For those of you don't know: The cavendish experiment is a torsion balance that is used to measure gravity. The way it works is by suspending a rod with some small masses on either end by a wire with low torsion spring coefficient. These small masses will start to move towards an equilibrium where the force supplied by the torsion in the wire and the force of gravity supplied by two larger masses brought in close proximity of the smaller masses cancel out.

The problem is that these small masses have a certain moment of inertia, so they'll end up oscillating about the position of equilibrium. This oscillation is of course dampened by air resistance. The most common way to go about finding the effect of air resistance is by setting up and solving a differential equation, which I prefer not to do. Because of this, I'm now looking in to alternative methods of (numerically) finding the way air resistance affects the period of the oscillation.

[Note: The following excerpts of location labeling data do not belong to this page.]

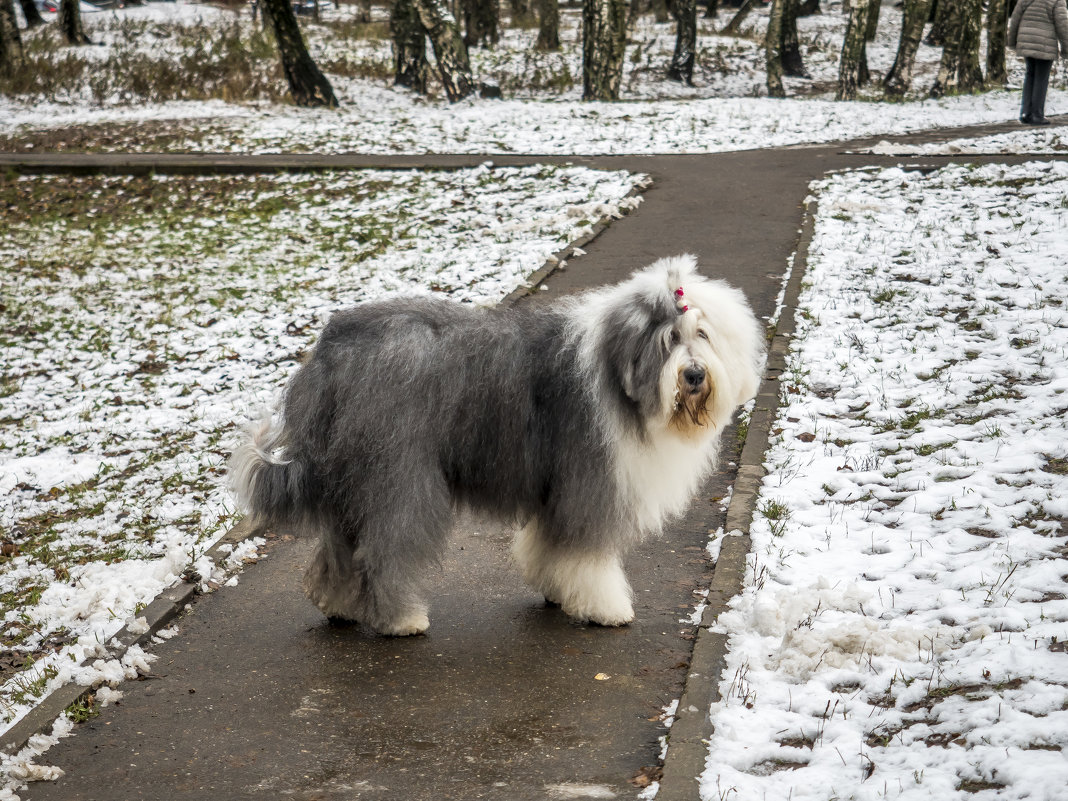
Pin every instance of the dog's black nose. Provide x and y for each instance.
(694, 376)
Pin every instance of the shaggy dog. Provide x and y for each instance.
(592, 420)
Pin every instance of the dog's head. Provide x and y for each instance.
(684, 350)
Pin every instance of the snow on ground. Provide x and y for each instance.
(901, 632)
(542, 113)
(147, 317)
(1033, 141)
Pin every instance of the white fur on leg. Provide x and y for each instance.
(414, 622)
(589, 586)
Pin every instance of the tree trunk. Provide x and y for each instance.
(71, 22)
(482, 20)
(686, 42)
(873, 26)
(996, 25)
(449, 50)
(308, 85)
(548, 29)
(11, 43)
(410, 66)
(603, 42)
(849, 67)
(522, 13)
(941, 11)
(914, 17)
(959, 69)
(738, 18)
(33, 17)
(773, 50)
(792, 63)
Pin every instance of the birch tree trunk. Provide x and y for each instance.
(548, 29)
(959, 69)
(940, 18)
(33, 17)
(449, 50)
(914, 17)
(603, 42)
(522, 13)
(11, 43)
(996, 25)
(308, 85)
(873, 26)
(773, 50)
(792, 63)
(482, 21)
(71, 22)
(410, 66)
(686, 42)
(732, 28)
(849, 67)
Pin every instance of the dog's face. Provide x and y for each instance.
(685, 350)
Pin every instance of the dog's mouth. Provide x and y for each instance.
(692, 393)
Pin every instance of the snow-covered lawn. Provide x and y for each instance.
(1032, 141)
(143, 319)
(902, 628)
(540, 114)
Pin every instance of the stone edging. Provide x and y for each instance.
(688, 737)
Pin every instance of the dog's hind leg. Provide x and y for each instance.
(587, 584)
(373, 572)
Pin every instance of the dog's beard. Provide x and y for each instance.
(690, 412)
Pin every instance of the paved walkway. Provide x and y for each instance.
(260, 699)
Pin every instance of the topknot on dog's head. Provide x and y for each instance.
(664, 282)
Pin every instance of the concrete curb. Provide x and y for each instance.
(688, 738)
(158, 614)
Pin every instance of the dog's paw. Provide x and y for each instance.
(417, 623)
(605, 612)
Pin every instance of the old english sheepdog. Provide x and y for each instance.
(589, 422)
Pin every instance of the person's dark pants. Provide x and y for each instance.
(1034, 89)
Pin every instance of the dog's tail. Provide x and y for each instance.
(269, 489)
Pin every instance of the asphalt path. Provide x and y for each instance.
(504, 697)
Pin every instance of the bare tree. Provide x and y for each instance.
(548, 29)
(33, 17)
(482, 21)
(996, 29)
(914, 17)
(410, 66)
(308, 85)
(773, 50)
(849, 66)
(732, 28)
(71, 22)
(792, 63)
(686, 42)
(454, 67)
(11, 43)
(873, 26)
(522, 13)
(603, 43)
(959, 69)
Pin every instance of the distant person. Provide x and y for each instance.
(1035, 31)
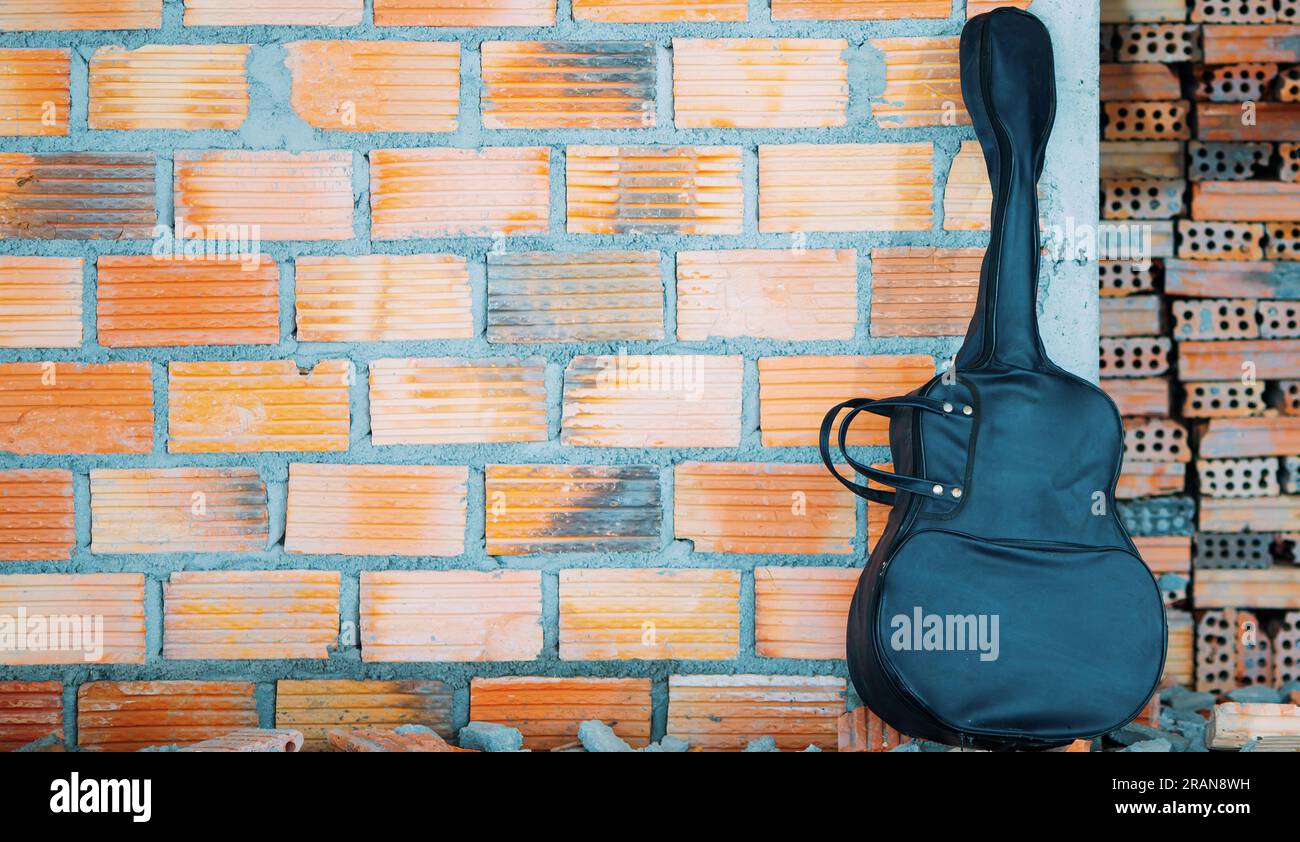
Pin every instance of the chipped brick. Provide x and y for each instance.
(40, 302)
(758, 508)
(143, 302)
(280, 195)
(845, 187)
(649, 615)
(382, 298)
(772, 294)
(427, 192)
(77, 408)
(258, 407)
(573, 296)
(133, 715)
(568, 85)
(447, 400)
(572, 508)
(115, 598)
(653, 400)
(177, 510)
(796, 393)
(451, 616)
(376, 85)
(549, 711)
(376, 510)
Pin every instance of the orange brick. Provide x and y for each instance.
(320, 706)
(767, 293)
(133, 715)
(146, 302)
(258, 407)
(186, 86)
(34, 91)
(755, 507)
(423, 192)
(77, 195)
(1235, 438)
(451, 615)
(654, 190)
(653, 400)
(649, 615)
(573, 296)
(921, 291)
(923, 83)
(1246, 202)
(229, 615)
(37, 520)
(273, 12)
(376, 510)
(661, 11)
(446, 400)
(802, 612)
(1139, 82)
(463, 13)
(759, 82)
(40, 302)
(26, 16)
(724, 712)
(29, 711)
(376, 85)
(568, 85)
(105, 608)
(382, 298)
(280, 195)
(845, 187)
(794, 394)
(76, 408)
(858, 9)
(572, 508)
(177, 510)
(969, 196)
(1266, 359)
(549, 711)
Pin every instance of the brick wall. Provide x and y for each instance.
(508, 412)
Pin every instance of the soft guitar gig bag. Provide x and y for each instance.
(1004, 606)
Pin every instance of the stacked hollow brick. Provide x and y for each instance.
(1201, 350)
(520, 474)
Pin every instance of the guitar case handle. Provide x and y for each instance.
(884, 407)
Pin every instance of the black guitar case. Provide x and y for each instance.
(1005, 606)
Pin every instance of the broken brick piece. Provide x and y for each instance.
(447, 400)
(755, 507)
(258, 407)
(376, 510)
(649, 615)
(845, 187)
(572, 508)
(382, 298)
(323, 707)
(549, 711)
(163, 86)
(143, 302)
(177, 510)
(131, 715)
(793, 394)
(451, 615)
(724, 712)
(376, 85)
(767, 293)
(230, 615)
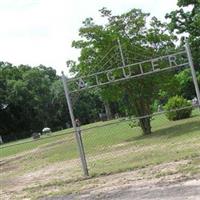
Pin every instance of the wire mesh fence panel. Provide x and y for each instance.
(118, 145)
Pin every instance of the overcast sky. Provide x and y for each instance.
(41, 31)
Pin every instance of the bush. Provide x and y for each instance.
(178, 102)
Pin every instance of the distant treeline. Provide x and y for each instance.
(32, 98)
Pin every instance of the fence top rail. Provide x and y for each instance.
(126, 66)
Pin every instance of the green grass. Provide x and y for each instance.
(110, 147)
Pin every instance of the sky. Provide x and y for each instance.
(38, 32)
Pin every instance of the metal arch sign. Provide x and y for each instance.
(131, 71)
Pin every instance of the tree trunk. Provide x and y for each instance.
(145, 124)
(107, 109)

My work so far So far, I've determined that air resistance is irrelevant when determining the equilibrium position of the bar (which is used to determine $G$). Where air resistance does become relevant is in finding the value for $\kappa$ (torsion spring coefficient). Most of you will know that one can describe kappa with $\kappa=2m(\frac{\pi L}{T})^2$ where m is the point mass's mass and L the length of the rod. Because $T$ gets changed by friction, $\kappa$ can not be accurately determined without finding a way to go from $T_{measured}$ to $T_{frictionless}$. Herein lies my struggle, as I haven't been able to do so.

The reason I'm exploring this question of doing it without differential equations is in order to explore the science. I've got no problem actually working through the differential equation.